The joint research project is being funded by Germany’s Federal Ministry of Education and Research (BMBF) at around €1 million. “This research cooperation fits perfectly with our sustainability agenda, an ambitious programme that we are implementing systematically and across all functions,” said Dr May Shana’a, corporate senior vice-president of research and development at Beiersdorf.
“We are pursuing a vision of becoming climate positive, and we want to play a part in closing the carbon cycle.
“Together with Evonik, we are determining which raw materials can be produced with the aid of artificial photosynthesis and could potentially be suitable for our care products. While this has already been observed in the early stages of several other industries, this application is in its infancy in the cosmetics industry. We are therefore especially proud to be entering into this research partnership.”

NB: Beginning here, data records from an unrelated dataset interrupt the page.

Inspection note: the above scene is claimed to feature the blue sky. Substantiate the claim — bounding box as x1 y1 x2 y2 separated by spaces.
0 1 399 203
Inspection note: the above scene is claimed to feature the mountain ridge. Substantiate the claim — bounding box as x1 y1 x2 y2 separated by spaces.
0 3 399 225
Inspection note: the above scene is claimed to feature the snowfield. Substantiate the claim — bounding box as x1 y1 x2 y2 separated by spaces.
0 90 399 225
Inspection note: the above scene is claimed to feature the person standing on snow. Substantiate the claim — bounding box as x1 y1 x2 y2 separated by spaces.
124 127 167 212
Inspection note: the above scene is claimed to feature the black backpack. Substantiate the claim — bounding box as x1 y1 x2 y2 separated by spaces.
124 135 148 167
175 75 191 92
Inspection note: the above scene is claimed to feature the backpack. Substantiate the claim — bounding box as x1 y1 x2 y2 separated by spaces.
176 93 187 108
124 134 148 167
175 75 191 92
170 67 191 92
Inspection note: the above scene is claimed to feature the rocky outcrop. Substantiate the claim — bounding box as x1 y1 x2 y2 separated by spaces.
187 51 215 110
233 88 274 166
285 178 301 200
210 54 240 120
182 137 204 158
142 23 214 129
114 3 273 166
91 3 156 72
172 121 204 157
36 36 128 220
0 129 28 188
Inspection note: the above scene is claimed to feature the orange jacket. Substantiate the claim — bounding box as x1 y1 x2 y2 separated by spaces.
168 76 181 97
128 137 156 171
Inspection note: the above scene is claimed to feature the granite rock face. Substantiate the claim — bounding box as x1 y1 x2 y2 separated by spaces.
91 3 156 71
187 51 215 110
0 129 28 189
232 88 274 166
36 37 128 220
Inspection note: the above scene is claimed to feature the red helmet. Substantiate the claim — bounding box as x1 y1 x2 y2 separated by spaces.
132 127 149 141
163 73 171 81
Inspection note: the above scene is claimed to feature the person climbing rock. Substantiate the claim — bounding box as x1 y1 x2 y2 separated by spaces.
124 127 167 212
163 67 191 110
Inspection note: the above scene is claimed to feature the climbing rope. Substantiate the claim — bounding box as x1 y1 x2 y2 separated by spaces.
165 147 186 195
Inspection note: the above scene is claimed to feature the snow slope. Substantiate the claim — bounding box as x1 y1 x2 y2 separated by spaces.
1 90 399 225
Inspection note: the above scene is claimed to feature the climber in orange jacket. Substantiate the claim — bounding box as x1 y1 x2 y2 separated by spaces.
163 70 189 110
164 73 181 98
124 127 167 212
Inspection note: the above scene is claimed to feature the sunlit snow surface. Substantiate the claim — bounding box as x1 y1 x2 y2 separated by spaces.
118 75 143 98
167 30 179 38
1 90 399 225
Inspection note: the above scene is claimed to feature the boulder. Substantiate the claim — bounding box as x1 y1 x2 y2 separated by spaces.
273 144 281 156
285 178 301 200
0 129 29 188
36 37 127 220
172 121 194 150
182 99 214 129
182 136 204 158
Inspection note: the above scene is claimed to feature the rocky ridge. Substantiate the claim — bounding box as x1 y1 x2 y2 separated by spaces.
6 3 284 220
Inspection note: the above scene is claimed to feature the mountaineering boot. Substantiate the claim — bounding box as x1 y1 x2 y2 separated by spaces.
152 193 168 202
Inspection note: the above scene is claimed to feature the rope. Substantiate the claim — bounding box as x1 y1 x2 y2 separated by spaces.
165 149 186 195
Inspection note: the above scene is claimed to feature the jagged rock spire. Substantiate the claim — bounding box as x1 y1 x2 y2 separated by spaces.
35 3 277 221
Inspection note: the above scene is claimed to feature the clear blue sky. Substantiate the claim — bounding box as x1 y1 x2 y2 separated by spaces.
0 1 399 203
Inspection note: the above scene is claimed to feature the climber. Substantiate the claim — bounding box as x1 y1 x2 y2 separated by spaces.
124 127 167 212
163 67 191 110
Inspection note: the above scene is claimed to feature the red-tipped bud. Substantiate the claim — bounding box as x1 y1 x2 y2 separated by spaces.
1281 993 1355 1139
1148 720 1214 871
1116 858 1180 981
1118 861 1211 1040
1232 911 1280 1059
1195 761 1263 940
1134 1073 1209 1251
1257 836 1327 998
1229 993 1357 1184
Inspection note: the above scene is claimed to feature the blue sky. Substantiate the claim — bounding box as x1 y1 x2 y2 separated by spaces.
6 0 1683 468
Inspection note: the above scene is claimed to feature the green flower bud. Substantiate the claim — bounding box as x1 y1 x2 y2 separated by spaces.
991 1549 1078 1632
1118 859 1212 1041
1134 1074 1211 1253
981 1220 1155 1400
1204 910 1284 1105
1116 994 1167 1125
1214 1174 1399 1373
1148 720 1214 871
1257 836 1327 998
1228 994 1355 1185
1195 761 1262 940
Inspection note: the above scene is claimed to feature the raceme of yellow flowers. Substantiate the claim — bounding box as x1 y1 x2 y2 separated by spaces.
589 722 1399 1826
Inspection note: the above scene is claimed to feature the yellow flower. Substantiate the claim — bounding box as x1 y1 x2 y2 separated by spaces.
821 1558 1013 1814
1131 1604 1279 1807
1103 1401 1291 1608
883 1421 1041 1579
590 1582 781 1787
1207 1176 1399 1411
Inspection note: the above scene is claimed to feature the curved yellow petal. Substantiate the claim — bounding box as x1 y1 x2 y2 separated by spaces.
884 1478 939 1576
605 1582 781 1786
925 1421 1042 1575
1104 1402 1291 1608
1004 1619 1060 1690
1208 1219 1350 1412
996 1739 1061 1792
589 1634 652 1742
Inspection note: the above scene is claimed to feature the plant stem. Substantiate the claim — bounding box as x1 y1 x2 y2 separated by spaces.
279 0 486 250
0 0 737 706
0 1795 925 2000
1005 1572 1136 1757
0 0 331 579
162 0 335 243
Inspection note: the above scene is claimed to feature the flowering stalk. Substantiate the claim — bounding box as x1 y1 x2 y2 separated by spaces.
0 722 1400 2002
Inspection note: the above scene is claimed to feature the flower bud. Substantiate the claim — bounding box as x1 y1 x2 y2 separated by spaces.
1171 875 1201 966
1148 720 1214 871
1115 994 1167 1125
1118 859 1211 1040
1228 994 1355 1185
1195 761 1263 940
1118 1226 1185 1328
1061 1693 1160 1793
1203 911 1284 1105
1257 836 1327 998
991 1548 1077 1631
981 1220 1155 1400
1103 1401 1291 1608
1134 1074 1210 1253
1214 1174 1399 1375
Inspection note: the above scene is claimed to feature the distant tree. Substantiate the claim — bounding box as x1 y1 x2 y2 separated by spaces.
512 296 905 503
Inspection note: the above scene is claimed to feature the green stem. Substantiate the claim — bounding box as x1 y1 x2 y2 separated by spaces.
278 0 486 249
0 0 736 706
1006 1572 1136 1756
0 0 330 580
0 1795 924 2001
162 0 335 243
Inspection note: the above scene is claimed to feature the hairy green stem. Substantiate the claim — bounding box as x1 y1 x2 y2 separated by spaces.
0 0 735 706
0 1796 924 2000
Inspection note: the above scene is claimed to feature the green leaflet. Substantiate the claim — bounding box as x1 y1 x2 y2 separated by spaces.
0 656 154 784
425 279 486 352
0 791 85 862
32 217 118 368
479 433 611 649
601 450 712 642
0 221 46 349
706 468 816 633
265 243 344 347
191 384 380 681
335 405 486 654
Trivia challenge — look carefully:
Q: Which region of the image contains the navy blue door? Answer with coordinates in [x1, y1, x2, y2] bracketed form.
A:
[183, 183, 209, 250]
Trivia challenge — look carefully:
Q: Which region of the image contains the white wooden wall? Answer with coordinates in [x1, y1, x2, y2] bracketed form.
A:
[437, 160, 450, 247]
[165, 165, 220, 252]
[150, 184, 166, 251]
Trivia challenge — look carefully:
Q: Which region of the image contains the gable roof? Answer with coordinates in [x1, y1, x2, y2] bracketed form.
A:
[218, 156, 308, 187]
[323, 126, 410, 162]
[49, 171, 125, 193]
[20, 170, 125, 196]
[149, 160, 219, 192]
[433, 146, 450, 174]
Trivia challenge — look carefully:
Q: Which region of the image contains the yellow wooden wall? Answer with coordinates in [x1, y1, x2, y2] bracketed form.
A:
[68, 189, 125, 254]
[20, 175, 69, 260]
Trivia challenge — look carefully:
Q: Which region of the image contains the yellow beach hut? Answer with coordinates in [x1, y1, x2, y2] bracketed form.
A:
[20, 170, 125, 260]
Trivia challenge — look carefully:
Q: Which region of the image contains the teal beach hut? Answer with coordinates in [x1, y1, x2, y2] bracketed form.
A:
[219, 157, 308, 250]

Thomas Haas, who is responsible for artificial photosynthesis at Evonik, commented: “By using CO2 as the starting material for the production of valuable raw materials, we can close the carbon cycle – exactly as demonstrated by nature with photosynthesis.”
Evonik is developing the technology platform needed for artificial photosynthesis together with Siemens in the Rheticus project funded by the BMBF. The company believes that the research cooperation launched with Beiersdorf, which is independent of the partnership with Siemens, is an opportunity for the company to expand the future product portfolio for artificial photosynthesis. Haas added: “With Beiersdorf, we have a partner who is joining us in extending the value chain to include sustainable CO2-based products, in the interests of the consumer.”
Along with this project, both companies are partners in the BMBF’s P2X II project in September 2019, as one of the projects of Kopernikus, one of the biggest German research initiatives in the field of energy transition. A total of 24 partners are involved in the P2X II project to develop processes that use renewable energy to produce ‘high-quality products’.